Purchasing locally grown produce is part of Northwestern Dining’s commitment to sustainability and to meeting the University’s needs. Locally grown produce not only ensures fresh, great tasting, and nutritious food, it supports the local communities, including local farmers and artisan producers. Northwestern Dining’s definition of “local” is produce that is grown and delivered in the same state or geographic location.

To meet the University’s needs, Northwestern Dining has a specialized database that matches local farms to distributors in the Midwest region such as Midwest Foods. This “Local Produce Farmer Listing” shows which of the more than 600 farmers in our supplier community are growing the food we serve and whether that food is locally grown, organic, or sustainably grown. Since the start of 2016 fall quarter, Northwestern Dining’s residential dining halls have sourced and purchased just under $28,000 of locally grown produce. This includes produce like carrots, tomatoes, squash, and more from farms like Windy City Harvest, Mighty Vines, Garwood Orchards and Parrfection Produce.

In addition to our commitment to increasing our purchase of locally grown produce, Northwestern Dining is working with Real Food at NU (NURF) to reach the goal of 20 percent Real Food by 2020, as outlined in the Real Food Challenge Commitment signed by President Schapiro in 2015. Real Food is defined as food that is produced locally and through systems that are fair, ecologically sound, and humane.

In April of last year, NURF finished the baseline Real Food calculator and determined that Northwestern University sourced just over 3 percent Real Food in 2014 to 2015 academic year. This year, Northwestern Dining estimates that our percentage has increased to more than 6 percent, but final numbers have not yet been confirmed or reported by Real Food.

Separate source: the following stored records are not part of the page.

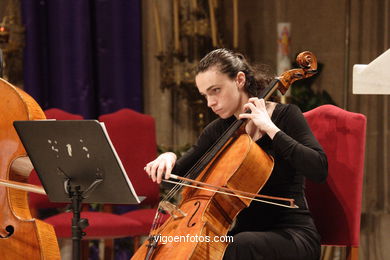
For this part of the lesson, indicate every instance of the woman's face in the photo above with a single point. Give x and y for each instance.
(224, 95)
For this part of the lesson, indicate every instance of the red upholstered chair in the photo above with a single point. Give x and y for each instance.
(134, 138)
(102, 225)
(336, 205)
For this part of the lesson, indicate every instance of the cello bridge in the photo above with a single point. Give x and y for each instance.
(172, 209)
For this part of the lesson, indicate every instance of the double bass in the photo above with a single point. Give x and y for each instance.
(21, 236)
(227, 179)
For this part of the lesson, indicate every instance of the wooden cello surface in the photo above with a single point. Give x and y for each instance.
(21, 236)
(237, 164)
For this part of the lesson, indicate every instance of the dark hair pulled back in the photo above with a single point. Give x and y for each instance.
(230, 63)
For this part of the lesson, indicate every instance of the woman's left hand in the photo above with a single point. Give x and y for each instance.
(259, 116)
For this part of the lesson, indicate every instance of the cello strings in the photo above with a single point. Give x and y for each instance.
(194, 169)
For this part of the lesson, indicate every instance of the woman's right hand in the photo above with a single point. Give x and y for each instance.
(163, 164)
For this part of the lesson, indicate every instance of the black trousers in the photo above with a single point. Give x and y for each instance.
(285, 244)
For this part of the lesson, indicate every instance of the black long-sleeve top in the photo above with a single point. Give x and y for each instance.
(297, 155)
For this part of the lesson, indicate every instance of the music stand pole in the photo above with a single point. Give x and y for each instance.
(77, 224)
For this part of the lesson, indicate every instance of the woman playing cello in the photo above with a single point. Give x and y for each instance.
(262, 231)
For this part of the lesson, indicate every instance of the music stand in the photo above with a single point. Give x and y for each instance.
(76, 162)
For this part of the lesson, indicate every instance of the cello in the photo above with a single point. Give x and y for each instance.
(21, 236)
(225, 186)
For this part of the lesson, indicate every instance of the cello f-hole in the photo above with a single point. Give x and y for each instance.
(10, 229)
(197, 205)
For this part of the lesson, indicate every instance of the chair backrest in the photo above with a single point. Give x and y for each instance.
(134, 137)
(37, 201)
(336, 204)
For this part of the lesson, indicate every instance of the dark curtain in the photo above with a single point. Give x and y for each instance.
(83, 56)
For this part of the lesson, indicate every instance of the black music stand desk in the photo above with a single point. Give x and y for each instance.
(76, 163)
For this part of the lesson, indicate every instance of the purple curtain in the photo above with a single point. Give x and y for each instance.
(83, 56)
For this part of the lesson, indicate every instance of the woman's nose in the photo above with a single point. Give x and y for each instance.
(211, 101)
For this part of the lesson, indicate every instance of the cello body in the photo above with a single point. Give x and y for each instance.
(209, 215)
(21, 235)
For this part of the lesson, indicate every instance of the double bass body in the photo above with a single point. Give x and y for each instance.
(209, 215)
(21, 235)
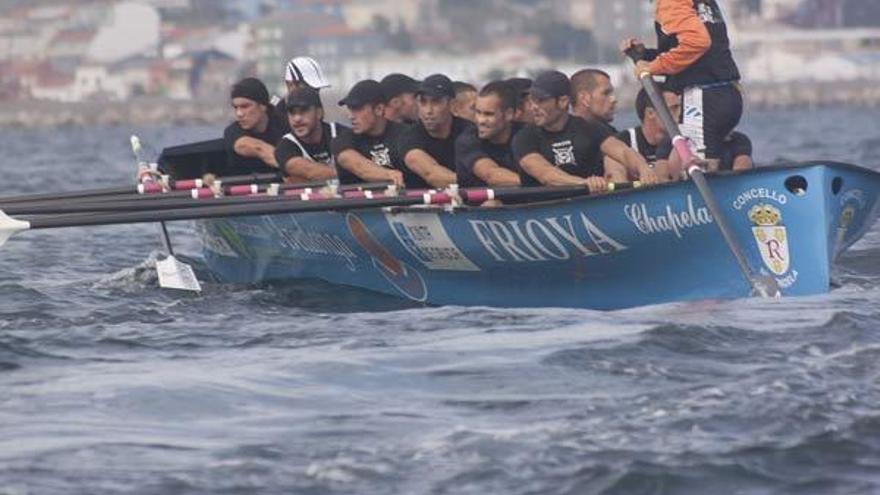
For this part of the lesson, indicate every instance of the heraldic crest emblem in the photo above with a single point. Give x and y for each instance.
(771, 237)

NURF and Northwestern Dining are working together to find producers and products that qualify as Real. We are looking into producers such as Sea to Table and Local Foods, and making product shifts to Real Food, including a mass change to ordering sustainable organic grains. We now have four paid NURF interns working with Northwestern Dining every week to identify possible shifts to Real Food products and to calculate our new percentage each year.

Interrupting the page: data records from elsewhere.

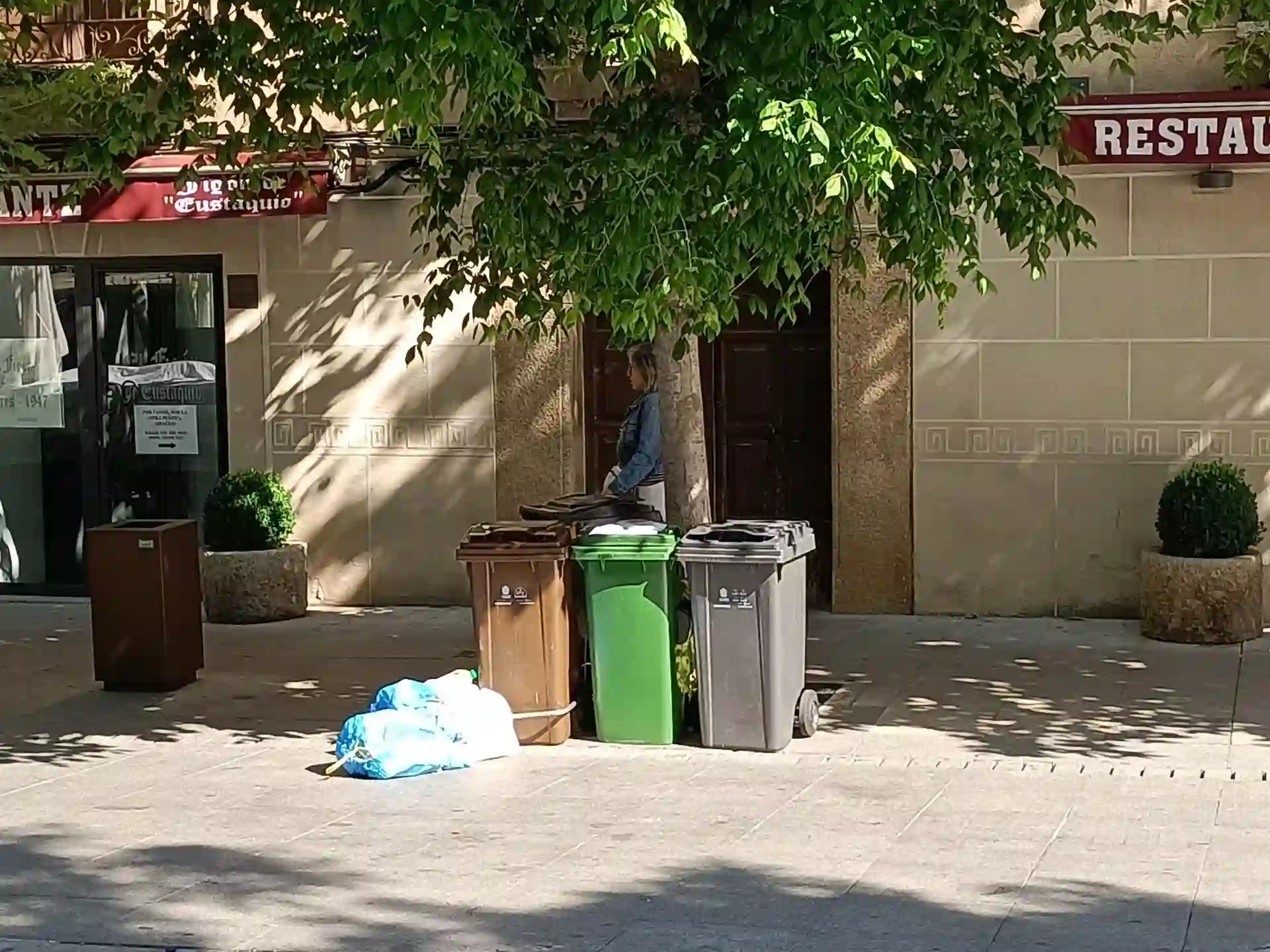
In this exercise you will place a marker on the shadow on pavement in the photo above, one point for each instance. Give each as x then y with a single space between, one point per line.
52 888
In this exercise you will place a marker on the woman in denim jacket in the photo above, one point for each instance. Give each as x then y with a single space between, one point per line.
639 469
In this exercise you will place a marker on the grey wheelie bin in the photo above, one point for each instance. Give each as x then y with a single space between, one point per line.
748 584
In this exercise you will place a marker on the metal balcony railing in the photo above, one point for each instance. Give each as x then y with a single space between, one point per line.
84 31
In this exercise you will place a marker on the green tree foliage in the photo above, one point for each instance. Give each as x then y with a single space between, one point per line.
737 139
248 512
1208 510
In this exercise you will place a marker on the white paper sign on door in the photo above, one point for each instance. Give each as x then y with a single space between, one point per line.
34 407
31 383
167 430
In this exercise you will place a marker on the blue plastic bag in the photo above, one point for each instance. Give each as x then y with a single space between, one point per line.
386 743
404 696
417 728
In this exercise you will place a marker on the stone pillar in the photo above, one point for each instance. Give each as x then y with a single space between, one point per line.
535 422
873 461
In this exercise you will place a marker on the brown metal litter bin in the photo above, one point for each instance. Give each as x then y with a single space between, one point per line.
521 594
148 602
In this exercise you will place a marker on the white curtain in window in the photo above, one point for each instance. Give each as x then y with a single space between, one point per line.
32 340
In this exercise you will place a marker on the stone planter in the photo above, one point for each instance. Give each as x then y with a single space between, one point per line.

To help increase that percentage and raise student awareness of Real Food and the work that we are doing, Northwestern Dining and NURF have established monthly Real Food Days. The third Monday of every month is Real Food Day in all dining halls. On Real Food Days, Real Food is served for lunch, and the meal is accompanied by educational signage. We’ve also developed year-round promotional materials to educate the student body about Real Food and its role in addressing sustainable, humane, fair, and local food production.